The Church of Santa Maria de Frari, built nearly six hundred years ago, is another edifice rich in artistic works and monuments. Here is a mausoleum erected to the doge Pesaro, who died in 1659, and of which all tourists speak; and well they may. It is a great marble temple, eighty feet high, its lower story of a sort of Moorish architecture, open; and in the centre sits a statue of the departed doge upon a sarcophagus upheld by dragons, while two obliging bronze skeletons hold in their bony hands scrolls for the purpose of revealing the virtues of the great departed to posterity. But this is not all of this remarkable monument. At the four corners of the pillars, upholding the temple, stand four huge Nubians carved in marble; their tunics are of white marble, their legs and faces black, and seen through rents in their white marble garments appears the black as of their skins—a novel effect of sculpture, most certainly.
The beautiful monument to Titian, completed in 1853, is another of the artistic wonders of this church. Upon a marble platform of three steps rises, first, a great marble base or pedestal about thirty feet long, at each end of which are seated two allegorical figures of men, with tablets upon which they have written inscriptions.

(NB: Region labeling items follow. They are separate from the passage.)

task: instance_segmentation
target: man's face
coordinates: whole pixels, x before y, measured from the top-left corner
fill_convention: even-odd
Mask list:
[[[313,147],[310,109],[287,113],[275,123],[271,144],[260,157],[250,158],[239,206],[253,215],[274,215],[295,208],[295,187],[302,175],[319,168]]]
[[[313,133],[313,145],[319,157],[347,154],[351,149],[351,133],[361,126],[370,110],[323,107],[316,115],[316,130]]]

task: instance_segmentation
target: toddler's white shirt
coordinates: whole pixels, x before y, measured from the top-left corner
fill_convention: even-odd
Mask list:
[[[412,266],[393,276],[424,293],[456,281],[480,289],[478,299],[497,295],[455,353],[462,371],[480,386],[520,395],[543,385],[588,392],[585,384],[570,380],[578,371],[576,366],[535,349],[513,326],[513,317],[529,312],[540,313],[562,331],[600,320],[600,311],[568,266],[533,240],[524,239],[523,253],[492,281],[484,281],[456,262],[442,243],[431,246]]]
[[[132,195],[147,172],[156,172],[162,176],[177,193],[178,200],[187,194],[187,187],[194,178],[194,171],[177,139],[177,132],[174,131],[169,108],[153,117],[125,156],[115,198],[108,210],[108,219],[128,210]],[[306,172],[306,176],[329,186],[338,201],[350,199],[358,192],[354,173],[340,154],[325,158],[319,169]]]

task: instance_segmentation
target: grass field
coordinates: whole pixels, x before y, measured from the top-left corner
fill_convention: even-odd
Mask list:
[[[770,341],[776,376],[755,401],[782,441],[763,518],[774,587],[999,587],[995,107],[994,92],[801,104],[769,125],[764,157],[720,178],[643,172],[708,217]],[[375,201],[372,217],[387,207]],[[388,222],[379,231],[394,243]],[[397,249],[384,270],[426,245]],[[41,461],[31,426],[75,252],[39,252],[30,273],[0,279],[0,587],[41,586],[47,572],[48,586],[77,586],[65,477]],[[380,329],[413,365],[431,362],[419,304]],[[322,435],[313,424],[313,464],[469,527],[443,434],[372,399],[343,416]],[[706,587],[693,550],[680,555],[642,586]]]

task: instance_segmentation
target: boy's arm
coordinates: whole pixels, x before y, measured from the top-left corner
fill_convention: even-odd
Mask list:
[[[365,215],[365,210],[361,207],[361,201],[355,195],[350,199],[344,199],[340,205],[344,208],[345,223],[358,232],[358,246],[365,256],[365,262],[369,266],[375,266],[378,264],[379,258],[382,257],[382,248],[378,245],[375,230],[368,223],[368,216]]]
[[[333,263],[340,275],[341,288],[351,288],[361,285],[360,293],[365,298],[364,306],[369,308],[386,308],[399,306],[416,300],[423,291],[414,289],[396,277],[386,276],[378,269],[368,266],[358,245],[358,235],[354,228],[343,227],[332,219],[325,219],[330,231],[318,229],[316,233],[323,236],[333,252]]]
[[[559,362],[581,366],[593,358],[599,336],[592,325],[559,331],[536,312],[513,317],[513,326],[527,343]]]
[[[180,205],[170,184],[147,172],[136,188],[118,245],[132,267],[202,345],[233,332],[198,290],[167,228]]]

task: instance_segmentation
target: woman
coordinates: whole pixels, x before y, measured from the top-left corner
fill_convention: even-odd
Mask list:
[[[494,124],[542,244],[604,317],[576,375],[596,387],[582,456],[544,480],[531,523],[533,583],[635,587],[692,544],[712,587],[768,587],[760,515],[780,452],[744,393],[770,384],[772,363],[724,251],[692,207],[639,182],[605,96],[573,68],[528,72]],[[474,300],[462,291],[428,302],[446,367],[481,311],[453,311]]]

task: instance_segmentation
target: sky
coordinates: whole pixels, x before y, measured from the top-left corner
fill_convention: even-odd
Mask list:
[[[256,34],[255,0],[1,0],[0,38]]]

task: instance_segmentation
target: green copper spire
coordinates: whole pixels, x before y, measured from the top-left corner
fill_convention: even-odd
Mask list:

One of the figures is of a man in the full vigor of life, and the other of extreme old age; between these two rises another huge pedestal or ornamental marble cornice, ten feet high, bearing upon its face two angels in bass-reliefs, supporting a wreath enclosing the names of Titian, and King Ferdinand, who completed the monument; upon this second pedestal four richly-decorated Corinthian columns support a lofty Corinthian canopy, looking, in fact, like the grand arched entrance to a temple, the centre being the widest, highest, and composed of an arch. Seated in the centre is a grand statue of the great artist, with the figure of an angel at his side; between, and at the sides of the tall columns supporting the canopy above, are colossal marble statues of four female allegorical figures, and on the background, behind these groups, upon the walls of this marble temple as it were, are sculptured elegant bass-reliefs of the painter's greatest works, the Assumption, Martyrdom of St. Lawrence, and Peter Martyr; upon the wings of the great arch, above the column supports, are other beautiful bass-reliefs, and surmounting the whole, the winged lion, in sculptured marble. The whole structure is very beautiful in its workmanship and elaborate in detail, the eight colossal statues finely done, the marble drapery strikingly natural. Even a picture of this elegant monument is something to study and admire, and to be able to stand before the structure itself is more than doubly gratifying.